Shares in Fastjet (FJET:AIM) have tumbled as investors react to appalling financial results, released last Friday after the market close, which raise serious concerns about the airline's ability to continue trading.
The group's stock shed 25.5% to 0.94p after independent auditors KPMG said 'significant doubt' had been cast on Fastjet's future prospects and its ability to continue as a going concern.
Fastjet, which is backed by easyJet founder Sir Stelios Haji-Ioannou who owns a 3.95% stake, made a loss after tax of $56 million (£37 million) on revenues of $21.1 million in the period, and saw an operating cash outflow of $19.9 million in the 18 months to 31 December 2012.
The accounts, which were published almost two hours after the market closed in London on Friday, saw independent auditors KPMG weighing the group's future prospects which they said were 'dependent upon improved trading, in particular through gaining access to international routes, and raising additional funding'. This, according to the accountants, 'indicated the existence of a material uncertainty which casts significant doubt on the group's and the parent company's ability to continue as a going concern.'
Since its spin-off from Lonrho (LONR) last year, Fastjet has made no secret of its ambition to create Africa's first pan-continental airline. The business was initially created with the acquisition of Fly540, a Lonrho Aviation business operating in East Africa with flights in Fastjet's own name commencing in November 2012.

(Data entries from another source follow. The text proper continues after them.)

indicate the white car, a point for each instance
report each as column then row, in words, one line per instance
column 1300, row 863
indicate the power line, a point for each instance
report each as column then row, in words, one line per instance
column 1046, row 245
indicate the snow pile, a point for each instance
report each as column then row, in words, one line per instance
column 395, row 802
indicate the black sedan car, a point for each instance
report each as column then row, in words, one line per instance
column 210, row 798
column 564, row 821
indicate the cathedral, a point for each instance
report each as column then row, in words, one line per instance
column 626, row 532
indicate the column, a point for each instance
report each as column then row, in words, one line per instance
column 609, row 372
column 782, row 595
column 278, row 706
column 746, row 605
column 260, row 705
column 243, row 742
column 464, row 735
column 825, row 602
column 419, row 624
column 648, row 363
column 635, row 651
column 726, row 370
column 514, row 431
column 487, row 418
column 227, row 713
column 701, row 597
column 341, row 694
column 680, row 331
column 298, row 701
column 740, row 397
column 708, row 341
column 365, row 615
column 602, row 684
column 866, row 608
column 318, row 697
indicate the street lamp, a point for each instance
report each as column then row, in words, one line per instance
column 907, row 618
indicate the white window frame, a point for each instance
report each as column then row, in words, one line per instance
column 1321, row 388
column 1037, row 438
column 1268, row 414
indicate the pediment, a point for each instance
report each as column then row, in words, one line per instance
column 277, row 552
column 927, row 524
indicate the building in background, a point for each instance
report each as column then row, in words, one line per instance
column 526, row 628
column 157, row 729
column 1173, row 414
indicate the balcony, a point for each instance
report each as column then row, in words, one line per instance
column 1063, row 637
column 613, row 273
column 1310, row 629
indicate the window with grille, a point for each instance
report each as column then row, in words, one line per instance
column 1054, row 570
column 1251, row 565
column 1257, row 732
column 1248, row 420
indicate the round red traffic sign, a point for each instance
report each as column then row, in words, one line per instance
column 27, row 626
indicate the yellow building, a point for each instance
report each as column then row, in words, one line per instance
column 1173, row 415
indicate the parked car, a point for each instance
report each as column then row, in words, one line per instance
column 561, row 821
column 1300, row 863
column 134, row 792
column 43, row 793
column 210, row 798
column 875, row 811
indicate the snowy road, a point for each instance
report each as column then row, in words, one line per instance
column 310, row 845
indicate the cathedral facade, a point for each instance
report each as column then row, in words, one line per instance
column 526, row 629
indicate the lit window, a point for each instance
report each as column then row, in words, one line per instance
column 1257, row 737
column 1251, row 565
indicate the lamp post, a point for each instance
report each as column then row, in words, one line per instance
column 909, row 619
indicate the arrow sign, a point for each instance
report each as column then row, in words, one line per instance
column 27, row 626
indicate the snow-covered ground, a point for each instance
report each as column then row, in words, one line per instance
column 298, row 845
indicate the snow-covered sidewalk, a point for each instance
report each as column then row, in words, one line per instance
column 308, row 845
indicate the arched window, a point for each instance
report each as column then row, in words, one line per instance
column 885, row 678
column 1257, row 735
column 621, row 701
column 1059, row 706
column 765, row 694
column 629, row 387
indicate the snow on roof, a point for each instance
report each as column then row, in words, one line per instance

The Fly540 operations seriously underperformed with an attributable EBITDA (earnings before interest, tax, depreciation and amortisation) loss of US$17.8 million. Late April saw Fastjet sign a memorandum of understanding (MoU) with Don Smith, CEO of Five Forty Aviation in order to resolve disputes between the two parties.
Also in April 2013, the group signed a MoU with Blockbuster, a South African investment company, to set up to operate a service between Johannesburg and Cape Town. Blockbuster, a local company co-owned by President Jacob Zuma's son, Edward Zuma and local businessman, Yusuf Kajee offered to fulfil the 75% local shareholding requirement to operate an airline in South Africa.